13 Ott 2011
L’edizione 2011 delle Prospettive sulle migrazioni internazionali(International Migration Outlook), pubblicato in Italia da Sopemi, parla di un notevole decremento dei flussi migratori all’interno e verso i Paesi OCSE. Nel 2009, l’anno peggiore della crisi economica, nei 24 Paesi OCSE, più la Federazione Russa, l’immigrazione è calata di quasi il 7%. La riduzione si deve al declino della libera circolazione (-22%) e alla battuta d’arresto della migrazione a scopo di lavoro (-6%)
Il declino della libera circolazione è stata la causa principale del calo generale avvenuto nel 2009, con una riduzione di circa il 22% rispetto al 2008 (230.000 individui). Allo stesso modo, la migrazione a scopo di lavoro ha subito una battuta d’arresto, con circa il 6% in meno, e si attesta oggi agli stessi livelli dei movimenti di libera circolazione. Per altre categorie di migrazione, in particolare quella dovuta a ragioni umanitarie o di ricongiungimento familiare, meno legate alle situazione economica, i mutamenti rispetto al 2008 sono stati meno significativi.

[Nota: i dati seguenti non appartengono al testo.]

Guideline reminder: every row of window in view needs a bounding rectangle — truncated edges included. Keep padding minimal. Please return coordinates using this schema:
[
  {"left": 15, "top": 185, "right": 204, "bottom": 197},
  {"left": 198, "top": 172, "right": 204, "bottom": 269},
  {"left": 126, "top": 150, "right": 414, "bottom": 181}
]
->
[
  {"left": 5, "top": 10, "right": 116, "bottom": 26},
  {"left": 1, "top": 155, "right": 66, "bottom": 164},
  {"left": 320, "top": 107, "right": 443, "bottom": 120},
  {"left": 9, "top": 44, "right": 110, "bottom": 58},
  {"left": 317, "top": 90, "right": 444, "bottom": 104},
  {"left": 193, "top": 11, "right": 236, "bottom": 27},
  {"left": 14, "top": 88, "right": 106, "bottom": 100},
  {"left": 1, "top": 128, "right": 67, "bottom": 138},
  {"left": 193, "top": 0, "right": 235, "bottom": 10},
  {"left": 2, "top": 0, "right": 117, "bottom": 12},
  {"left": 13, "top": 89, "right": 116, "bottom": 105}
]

La migrazione temporanea a scopo di lavoro resta comunque elevata, anche se interessata dalla flessione economica. In particolare, il numero di lavoratori temporanei entrati nei Paesi OCSE ha raggiunto circa 1,9 milioni di persone, notevolmente più elevato rispetto al numero di lavoratori migranti permanenti, il quale è rimasto stabile a circa 1,5 milioni, dopo una diminuzione di circa il 16% avvenuta nel 2009 rispetto al 2008. Tale diminuzione seguiva alla contrazione dell’1% registrato nel 2008. Precedentemente, i flussi erano cresciuti ogni anno del 7% per quasi un decennio. La più ampia categoria singola di lavoratori migranti temporanei, più di uno su quattro nel 2009, è quella dei lavoratori stagionali, in gran parte lavoratori agricoli poco qualificati. La categoria successiva è quella della vacanzalavoro, che ha costituito circa il 20% nel 2009. I trasferimenti intra-aziendali hanno inciso per circa il 6% della migrazione di lavoratori temporanei.

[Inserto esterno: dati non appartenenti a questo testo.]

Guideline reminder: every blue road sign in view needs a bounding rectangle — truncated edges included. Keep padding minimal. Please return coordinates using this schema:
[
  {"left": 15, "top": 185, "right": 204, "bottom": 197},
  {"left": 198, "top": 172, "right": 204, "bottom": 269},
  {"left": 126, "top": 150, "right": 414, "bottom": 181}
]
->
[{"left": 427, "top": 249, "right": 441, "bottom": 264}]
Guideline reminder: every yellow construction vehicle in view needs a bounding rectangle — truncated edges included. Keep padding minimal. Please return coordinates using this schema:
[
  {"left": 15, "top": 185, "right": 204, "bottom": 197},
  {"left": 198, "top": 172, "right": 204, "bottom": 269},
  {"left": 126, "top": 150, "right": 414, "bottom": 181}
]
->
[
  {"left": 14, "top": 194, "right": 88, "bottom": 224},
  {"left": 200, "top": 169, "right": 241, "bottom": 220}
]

Il numero di persone che chiedono asilo è rimasto stabile attestandosi a circa 363.000 individui, virtualmente immutato rispetto ai livelli del 2008. Ciò costituisce un livello relativamente basso, rispetto ai picchi storici raggiunti tra gli inizi e la metà degli anni Novanta o addirittura rispetto alla quota di oltre seicentomila raggiunta prevedibile sul numero di domande e,
secondo i dati preliminari, le domande non sono aumentate nel 2010. Iraq, Serbia e Afghanistan sono i principali Paesi di origine dei flussi.
Un numero sempre maggiore di Paesi guarda agli studenti internazionali quali fonte potenziale di immigrati altamente qualificati o istruiti e il numero di studenti in entrata nella zona OCSE è continuato ad aumentare nel 2008 di circa il 5% rispetto al 2007 superando i 2,3 milioni di individui. Di tutti gli studenti internazionali, oltre il 18%, ovvero circa 410.000 persone, proviene dalla Cina, il 7% dall’India (163.000) e il 5% dalla Corea (110.000). Il tasso stimato di studenti che decidono di restare nel Paese di accoglienza varia dal 17% in Austria al 32%-33% in Francia e Canada, mentre nella maggior parte dei Paesi si attesta tra il 20 e il 30%.La migrazione proveniente dalla Cina incide per circa il 9% di tutti i flussi in entrata, mentre Rumeni, Indiani e Polacchi hanno costituito rispettivamente il 5%, 4,5% e il 4% delle entrate nel 2009. Rispetto ai movimenti osservati prima della crisi, i maggiori declini in termini assoluti sono stati registrati nelle migrazioni in provenienza dai nuovi Stati membri dell’UE, in particolare da Romania, Polonia e Bulgaria.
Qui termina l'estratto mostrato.